Cassandra Documentation

Version:

DataStax glossary

A | B | C | D | E | F | G | H | I | J | K | L | M | N | O | P | R | S | T | U | V | W | X, Y, Z

A

anti-entropy

The synchronization of replica data on nodes to ensure that the data is fresh.

Approximate Nearest Neighbor (ANN)

A machine learning algorithm that locates the most similar vectors to a given item in a dataset.

authentication

Process of establishing the identity of a user or application.

authorization

Process of establishing permissions to database resources through roles.

B

A | B | C | D | E | F | G | H | I | J | K | L | M | N | O | P | R | S | T | U | V | W | X, Y, Z

back pressure

Pausing or blocking the buffering of incoming requests after reaching the threshold until the internal processing of buffered requests catches up.

bloom filter

An off-heap structure associated with each SSTable that checks if any data for the requested row exists in the SSTable before doing any disk I/O.

bootstrap

The process by which new nodes join the cluster transparently gathering the data needed from existing nodes.

C

A | B | C | D | E | F | G | H | I | J | K | L | M | N | O | P | R | S | T | U | V | W | X, Y, Z

cardinality

The number of unique values in a column. For example, a column of ID numbers unique for each employee would have high cardinality while a column of employee ZIP codes would have low cardinality because multiple employees can have the same ZIP code.

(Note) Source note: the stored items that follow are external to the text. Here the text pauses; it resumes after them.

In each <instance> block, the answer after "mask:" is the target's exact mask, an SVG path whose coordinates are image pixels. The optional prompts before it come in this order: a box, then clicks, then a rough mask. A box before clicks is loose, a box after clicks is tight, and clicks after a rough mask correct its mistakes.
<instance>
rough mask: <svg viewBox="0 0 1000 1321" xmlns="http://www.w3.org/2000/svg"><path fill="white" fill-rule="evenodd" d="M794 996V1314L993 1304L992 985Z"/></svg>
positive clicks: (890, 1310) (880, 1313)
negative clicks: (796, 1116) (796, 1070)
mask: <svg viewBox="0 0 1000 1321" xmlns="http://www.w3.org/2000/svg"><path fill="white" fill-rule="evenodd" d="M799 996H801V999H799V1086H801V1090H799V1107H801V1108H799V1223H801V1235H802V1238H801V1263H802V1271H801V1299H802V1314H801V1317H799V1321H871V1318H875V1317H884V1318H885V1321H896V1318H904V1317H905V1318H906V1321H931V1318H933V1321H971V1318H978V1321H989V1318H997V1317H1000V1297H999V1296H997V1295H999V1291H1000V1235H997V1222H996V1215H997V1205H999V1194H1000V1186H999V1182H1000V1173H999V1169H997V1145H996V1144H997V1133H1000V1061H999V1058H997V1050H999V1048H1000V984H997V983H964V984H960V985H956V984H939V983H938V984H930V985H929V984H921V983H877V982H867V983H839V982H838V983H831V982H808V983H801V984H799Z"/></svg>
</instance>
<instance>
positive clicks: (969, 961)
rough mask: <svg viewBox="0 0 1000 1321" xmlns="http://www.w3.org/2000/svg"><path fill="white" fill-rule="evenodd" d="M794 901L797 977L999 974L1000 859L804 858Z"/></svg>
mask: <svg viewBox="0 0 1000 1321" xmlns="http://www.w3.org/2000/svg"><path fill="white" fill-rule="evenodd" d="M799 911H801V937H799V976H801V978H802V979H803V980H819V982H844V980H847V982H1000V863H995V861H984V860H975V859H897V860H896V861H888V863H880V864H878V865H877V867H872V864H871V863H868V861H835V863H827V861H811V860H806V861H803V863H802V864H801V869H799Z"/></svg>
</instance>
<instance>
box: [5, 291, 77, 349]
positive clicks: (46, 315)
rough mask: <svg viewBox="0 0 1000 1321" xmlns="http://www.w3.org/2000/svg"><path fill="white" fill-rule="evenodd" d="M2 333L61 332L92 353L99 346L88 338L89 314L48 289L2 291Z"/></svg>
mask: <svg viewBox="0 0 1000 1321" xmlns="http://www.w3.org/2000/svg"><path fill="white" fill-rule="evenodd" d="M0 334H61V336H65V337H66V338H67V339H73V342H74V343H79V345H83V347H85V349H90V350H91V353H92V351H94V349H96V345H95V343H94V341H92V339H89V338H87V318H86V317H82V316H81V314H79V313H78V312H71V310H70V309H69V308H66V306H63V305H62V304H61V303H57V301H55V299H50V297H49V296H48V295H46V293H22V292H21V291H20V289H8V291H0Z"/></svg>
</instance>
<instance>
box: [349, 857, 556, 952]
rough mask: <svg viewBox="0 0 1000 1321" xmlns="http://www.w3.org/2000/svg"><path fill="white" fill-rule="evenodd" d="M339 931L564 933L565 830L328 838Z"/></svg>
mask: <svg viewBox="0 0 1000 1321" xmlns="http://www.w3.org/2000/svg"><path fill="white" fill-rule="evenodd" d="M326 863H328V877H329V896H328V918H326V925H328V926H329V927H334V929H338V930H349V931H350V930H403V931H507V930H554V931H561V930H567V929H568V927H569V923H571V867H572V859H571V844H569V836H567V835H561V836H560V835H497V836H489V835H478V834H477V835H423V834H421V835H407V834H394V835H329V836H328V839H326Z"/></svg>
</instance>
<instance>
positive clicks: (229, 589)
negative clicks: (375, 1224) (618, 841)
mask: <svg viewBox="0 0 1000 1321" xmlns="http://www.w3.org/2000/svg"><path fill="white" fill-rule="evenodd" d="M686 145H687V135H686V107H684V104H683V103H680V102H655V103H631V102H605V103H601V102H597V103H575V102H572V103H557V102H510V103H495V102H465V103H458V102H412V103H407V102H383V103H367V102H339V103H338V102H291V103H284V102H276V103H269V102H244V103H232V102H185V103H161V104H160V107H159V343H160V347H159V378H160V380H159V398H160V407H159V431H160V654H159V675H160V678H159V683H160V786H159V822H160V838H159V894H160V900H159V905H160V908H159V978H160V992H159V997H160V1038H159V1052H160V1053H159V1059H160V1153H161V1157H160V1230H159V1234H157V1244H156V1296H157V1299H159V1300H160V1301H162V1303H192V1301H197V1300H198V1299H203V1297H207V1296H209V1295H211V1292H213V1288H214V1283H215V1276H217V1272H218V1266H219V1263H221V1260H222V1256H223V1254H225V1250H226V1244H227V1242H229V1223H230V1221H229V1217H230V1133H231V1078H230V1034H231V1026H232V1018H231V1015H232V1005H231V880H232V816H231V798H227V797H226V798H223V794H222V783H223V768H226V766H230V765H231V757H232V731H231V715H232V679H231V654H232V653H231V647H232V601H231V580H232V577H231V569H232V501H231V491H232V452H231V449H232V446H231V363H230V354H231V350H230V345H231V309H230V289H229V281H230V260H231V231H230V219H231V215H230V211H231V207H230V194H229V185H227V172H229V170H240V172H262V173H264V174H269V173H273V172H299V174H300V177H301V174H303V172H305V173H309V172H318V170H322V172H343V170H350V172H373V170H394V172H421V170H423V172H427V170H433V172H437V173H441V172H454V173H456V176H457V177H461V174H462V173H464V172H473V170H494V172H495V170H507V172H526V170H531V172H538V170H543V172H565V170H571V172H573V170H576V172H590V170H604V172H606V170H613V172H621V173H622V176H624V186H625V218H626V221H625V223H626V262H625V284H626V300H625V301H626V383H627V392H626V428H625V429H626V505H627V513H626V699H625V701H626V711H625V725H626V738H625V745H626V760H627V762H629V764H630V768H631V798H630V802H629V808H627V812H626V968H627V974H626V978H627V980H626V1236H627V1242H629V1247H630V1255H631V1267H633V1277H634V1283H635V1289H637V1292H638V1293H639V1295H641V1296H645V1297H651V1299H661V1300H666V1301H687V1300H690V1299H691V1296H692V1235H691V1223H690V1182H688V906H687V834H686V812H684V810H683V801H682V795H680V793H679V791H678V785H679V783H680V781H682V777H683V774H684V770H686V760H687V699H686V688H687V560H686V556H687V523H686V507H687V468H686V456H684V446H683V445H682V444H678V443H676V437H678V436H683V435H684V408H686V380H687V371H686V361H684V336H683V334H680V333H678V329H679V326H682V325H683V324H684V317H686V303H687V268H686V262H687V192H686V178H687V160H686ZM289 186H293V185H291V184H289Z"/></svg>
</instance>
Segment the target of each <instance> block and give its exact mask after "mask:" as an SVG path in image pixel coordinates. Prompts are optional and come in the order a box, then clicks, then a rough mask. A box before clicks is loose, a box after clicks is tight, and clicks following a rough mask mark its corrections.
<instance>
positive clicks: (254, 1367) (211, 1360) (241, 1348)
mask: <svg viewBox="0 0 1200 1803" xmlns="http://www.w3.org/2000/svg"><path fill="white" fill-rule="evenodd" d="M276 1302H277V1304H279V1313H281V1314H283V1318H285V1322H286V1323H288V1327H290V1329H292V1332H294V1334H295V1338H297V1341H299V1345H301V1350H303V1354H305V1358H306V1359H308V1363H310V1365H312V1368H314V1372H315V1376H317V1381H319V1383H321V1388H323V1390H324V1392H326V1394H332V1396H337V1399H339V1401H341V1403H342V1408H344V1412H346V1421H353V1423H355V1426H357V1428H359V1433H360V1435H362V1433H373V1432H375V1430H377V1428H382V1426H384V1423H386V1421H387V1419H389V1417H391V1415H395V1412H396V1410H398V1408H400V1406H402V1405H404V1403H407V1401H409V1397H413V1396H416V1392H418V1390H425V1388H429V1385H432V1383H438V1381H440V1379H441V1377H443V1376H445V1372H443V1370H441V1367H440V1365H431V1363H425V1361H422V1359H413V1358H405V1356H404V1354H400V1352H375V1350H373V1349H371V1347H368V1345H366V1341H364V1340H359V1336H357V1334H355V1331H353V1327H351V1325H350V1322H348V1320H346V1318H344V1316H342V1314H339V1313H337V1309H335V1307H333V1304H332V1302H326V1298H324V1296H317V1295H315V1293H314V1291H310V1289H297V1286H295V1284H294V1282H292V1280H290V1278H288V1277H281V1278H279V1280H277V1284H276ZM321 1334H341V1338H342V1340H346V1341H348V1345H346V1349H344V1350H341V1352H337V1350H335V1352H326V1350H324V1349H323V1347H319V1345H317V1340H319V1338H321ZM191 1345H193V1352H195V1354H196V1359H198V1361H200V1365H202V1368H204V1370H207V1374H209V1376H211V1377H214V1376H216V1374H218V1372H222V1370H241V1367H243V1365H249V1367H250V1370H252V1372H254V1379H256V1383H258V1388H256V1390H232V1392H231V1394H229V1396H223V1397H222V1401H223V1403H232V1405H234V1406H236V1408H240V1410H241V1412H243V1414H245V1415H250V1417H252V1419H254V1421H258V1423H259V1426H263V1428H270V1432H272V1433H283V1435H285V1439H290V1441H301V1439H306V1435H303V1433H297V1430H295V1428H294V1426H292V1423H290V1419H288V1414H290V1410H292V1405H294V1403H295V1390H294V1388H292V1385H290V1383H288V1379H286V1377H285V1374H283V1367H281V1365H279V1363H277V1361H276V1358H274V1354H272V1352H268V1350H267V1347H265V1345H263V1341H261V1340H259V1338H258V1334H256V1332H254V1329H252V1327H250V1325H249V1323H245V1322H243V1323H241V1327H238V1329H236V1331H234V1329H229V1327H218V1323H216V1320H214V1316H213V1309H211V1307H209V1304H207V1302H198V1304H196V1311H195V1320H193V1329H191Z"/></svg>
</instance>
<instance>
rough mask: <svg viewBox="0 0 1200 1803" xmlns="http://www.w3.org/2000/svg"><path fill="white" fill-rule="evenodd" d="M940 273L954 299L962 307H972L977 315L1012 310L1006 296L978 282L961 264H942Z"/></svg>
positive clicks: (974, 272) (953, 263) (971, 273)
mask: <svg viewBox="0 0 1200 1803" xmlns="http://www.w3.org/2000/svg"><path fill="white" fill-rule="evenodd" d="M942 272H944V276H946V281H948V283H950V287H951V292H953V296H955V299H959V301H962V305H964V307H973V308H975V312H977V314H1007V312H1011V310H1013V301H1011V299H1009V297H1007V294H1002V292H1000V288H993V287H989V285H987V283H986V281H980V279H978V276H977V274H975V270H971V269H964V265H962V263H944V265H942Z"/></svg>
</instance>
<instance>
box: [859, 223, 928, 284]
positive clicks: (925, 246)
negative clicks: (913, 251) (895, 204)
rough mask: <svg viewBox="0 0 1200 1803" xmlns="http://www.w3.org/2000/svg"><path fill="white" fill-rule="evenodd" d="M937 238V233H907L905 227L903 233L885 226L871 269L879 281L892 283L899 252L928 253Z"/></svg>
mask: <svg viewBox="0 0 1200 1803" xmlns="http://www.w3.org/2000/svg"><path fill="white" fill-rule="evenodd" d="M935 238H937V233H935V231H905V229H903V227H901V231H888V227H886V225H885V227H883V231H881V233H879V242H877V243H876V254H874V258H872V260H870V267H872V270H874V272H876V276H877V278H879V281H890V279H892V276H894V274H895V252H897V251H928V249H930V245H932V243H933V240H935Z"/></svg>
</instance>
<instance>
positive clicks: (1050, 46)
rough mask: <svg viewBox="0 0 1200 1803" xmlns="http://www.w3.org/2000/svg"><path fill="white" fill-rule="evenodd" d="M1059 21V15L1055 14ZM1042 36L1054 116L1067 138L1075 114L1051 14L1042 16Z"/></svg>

An index on a column with low cardinality can boost read performance because the index is significantly smaller than the column. An index for a high-cardinality column may reduce performance. If your application requires a search on a high-cardinality column, a materialized view is ideal.

cell

The smallest increment of stored data. Contains a value in a row-column intersection.

cluster

Two or more database instances that exchange messages using the gossip protocol.

clustering

The storage engine process that creates an index and keeps data in order based on the index.

clustering column

In the table definition, a clustering column is a column that is part of the compound primary key definition. Note that the clustering column cannot be the first column because that position is reserved for the partition key. Columns are clustered in multiple rows within a single partition. The clustering order is determined by the position of columns in the compound primary key definition.

coalescing strategy

Strategy to combine multiple network messages into a single packet for outbound TCP connections to nodes in the same data center (intra-DC) or to nodes in a different data center (inter-DC). A coalescing strategy is provided with a blocking queue of pending messages and an output collection for messages to send.

column

The smallest increment of data. Contains a name, a value, and a timestamp.

column family

A container for rows, similar to the table in a relational system. Called a table in CQL 3.

commit log

A file to which the database appends changed data for recovery in the event of a hardware failure.

compaction

The process of consolidating SSTables, discarding tombstones, and regenerating the SSTable index. The available compaction strategies are:

composite partition key

A partition key consisting of multiple columns.

compound primary key

A primary key consisting of the partition key, which determines the node on which data is stored, and one or more additional columns that determine clustering.

consistency

The synchronization of data on replicas in a cluster. Consistency is categorized as weak or strong.

consistency level

A setting that defines a successful write or read by the number of cluster replicas that acknowledge the write or respond to the read request, respectively.

coordinator node

The node that determines which nodes in the ring should get the request based on the cluster configured snitch.

cosine similarity

A metric measuring the similarity between two non-zero vectors in a multi-dimensional space. It quantifies the cosine of the angle between the vectors; the angle representing each vector’s orientation and direction relative to each other. Zero (0) indicates complete dissimilarity. Negative one (-1) indicates exact opposite orientation of the vectors. One (1) indicates complete similarity.

CQL shell

The Cassandra Query Language shell (cqlsh) utility.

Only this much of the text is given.